Ela sabia exatamente qual seria o “procedimento” do marido: – “não tenho vocação de carteiro”, costumava ele dizer se alguém lhe pedisse para levar algo sem, contudo, informá-lo do que se tratava. Ela agora se perguntava se teria obrigação de fazer o mesmo. De acordo com os advogados, ela teria essa obrigação, mas não se sentia ali diante de um problema jurídico, e, sim, de um problema de consciência. O filho não queria que ela tivesse acesso àquele conteúdo, e ela desejava muito obedecê-lo. Por outro lado, amava e era inelutavelmente vinculada aos destinos de ambos, filho e marido, e se via obrigada a assumi-los. Foi assim depois da morte de Eustáquio, quando teve de conhecer pessoalmente a própria rival e o que se passara entre ela e seu marido; e pensava se deveria ser assim agora, com o passado do filho, José Eustáquio.
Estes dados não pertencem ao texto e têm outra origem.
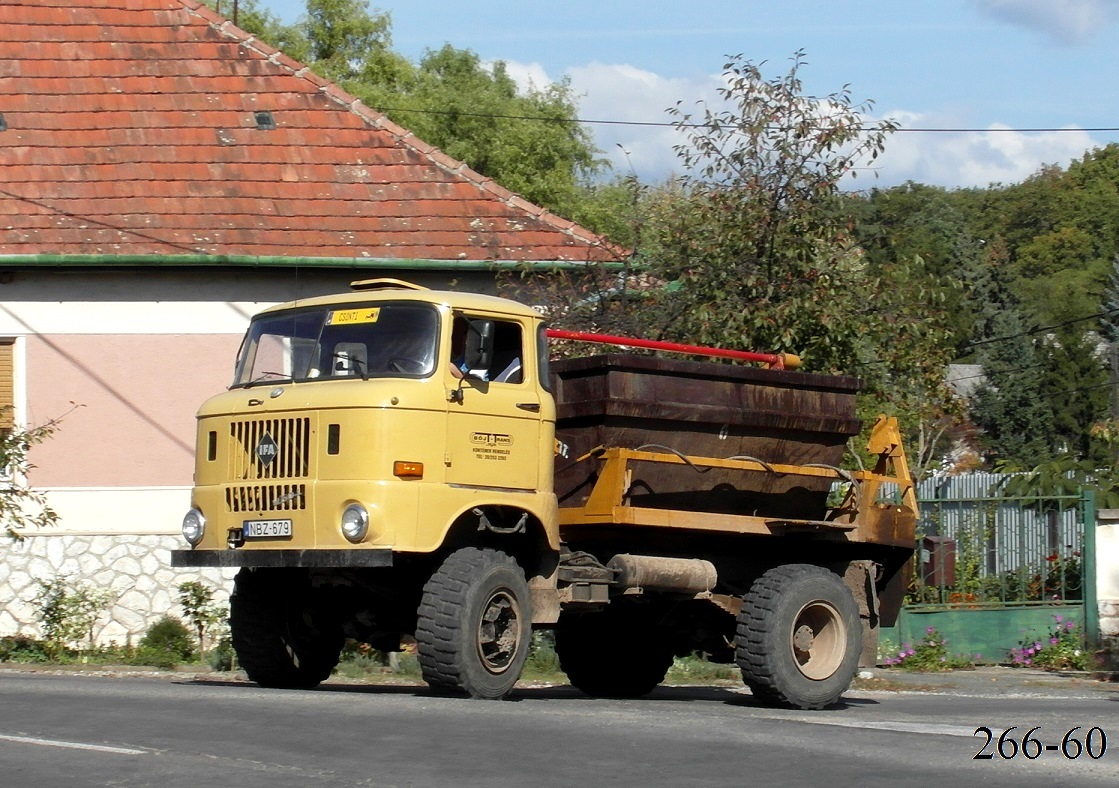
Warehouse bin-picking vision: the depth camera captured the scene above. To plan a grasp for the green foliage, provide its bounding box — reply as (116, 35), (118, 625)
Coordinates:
(207, 635), (237, 672)
(179, 580), (229, 654)
(0, 635), (50, 663)
(1010, 616), (1092, 670)
(36, 575), (114, 659)
(521, 629), (560, 678)
(883, 627), (978, 672)
(133, 616), (195, 667)
(971, 311), (1053, 471)
(0, 407), (60, 540)
(665, 654), (742, 684)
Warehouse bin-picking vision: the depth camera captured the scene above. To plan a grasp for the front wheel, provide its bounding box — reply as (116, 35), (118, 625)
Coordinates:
(416, 547), (532, 700)
(735, 564), (863, 709)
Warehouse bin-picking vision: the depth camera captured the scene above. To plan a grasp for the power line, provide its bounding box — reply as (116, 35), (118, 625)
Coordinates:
(377, 106), (1119, 134)
(961, 309), (1119, 350)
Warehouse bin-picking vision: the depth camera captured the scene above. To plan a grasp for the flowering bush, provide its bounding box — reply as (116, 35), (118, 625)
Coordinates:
(883, 627), (980, 670)
(1010, 616), (1090, 670)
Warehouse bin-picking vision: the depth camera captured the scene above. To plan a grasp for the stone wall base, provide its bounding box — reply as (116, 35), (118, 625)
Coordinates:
(0, 534), (236, 645)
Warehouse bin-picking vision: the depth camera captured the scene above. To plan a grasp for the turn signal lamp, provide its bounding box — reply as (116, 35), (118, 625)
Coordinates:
(393, 460), (423, 479)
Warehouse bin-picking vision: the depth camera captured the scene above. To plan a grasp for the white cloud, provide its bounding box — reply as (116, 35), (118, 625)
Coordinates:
(859, 111), (1096, 188)
(507, 63), (1098, 189)
(974, 0), (1119, 45)
(506, 63), (722, 182)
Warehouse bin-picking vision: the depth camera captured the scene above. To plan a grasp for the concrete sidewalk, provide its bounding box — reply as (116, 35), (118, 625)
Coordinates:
(852, 666), (1119, 701)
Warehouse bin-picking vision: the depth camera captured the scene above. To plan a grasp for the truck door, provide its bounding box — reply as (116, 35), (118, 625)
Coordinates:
(440, 315), (542, 490)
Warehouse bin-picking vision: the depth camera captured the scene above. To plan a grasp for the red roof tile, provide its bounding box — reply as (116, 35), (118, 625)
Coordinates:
(0, 0), (609, 261)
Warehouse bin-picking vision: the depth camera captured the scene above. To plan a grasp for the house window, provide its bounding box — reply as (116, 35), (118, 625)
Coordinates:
(0, 337), (16, 481)
(0, 338), (16, 430)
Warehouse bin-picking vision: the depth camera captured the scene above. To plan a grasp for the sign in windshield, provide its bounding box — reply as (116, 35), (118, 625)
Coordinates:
(233, 303), (439, 386)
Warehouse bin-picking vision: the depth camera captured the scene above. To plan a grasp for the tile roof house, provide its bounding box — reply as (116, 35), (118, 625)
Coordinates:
(0, 0), (611, 637)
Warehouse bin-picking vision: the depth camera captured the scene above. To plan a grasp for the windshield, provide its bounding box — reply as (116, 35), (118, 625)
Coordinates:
(233, 302), (439, 386)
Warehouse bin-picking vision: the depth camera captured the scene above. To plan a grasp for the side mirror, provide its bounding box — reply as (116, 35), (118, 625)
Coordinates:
(464, 320), (493, 379)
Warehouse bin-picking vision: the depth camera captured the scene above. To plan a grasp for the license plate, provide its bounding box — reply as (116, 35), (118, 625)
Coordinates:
(243, 519), (291, 540)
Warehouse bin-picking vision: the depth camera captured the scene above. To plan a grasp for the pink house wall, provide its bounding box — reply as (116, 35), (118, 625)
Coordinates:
(27, 334), (241, 487)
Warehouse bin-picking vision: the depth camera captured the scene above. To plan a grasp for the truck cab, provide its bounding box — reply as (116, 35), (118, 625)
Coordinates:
(178, 281), (558, 567)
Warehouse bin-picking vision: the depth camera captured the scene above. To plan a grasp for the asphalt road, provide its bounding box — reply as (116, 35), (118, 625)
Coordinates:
(0, 670), (1119, 788)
Imersa na surpresa desde que abrira o primeiro envelope e, depois, no dilema que lhe trazia, dona Lourdes nem percebeu o passar das horas. Era mais de meia noite e ela tinha tomado dois comprimidos de calmante no momento em que leu pela primeira vez as duas linhas iniciais da carta do filho, com as mãos trêmulas e o coração disparado. O efeito das pílulas e o cansaço de um dia agitado somaram-se para fazê-la dormir sem que percebesse, mesmo com toda aquela excitação e contra sua vontade. Despertou com a campainha tocando forte. Levantou-se assustada, um pouco desorientada e foi até a porta, da qual abriu a escotilha. Era seu Jaime, o padeiro, que todos os dias deixava o leite e o pão na varandinha, bem à sua porta:

- Desculpe se a incomodei, dona Lourdes, mas vi a luz acesa, a janela aberta e estranhei. Tomei a liberdade de espiar pela janela e vi a senhora na poltrona, vestida com roupa de sair e calçando sapatos de salto. Aí me assustei, a senhora parecia estar desmaiada, por isso achei melhor tocar. A senhora está bem?

Dona Lourdes retrucou agradecendo a atenção dele, e tranqüilizou-o:

- É só cansaço, seu Jaime, devo estar ficando velha! Que horas são?

- Quase cinco. De fato, a senhora me parece cansada, espero que esteja bem e se recupere.

Ela agradeceu mais uma vez, abriu a porta, pegou o leite e o pão, e, por delicadeza, esperou seu Jaime se afastar em sua bicicleta, despedindo-se pela troca de acenos. Ao fechar a porta, reparou no péssimo estado em que estava, toda amarrotada e despenteada. Resolveu trocar a roupa, lavar o rosto e tomar o café da manhã para se recuperar. Neste meio tempo decidira-se: ia abrir o envelope e ler tudo o que havia nele, linha por linha.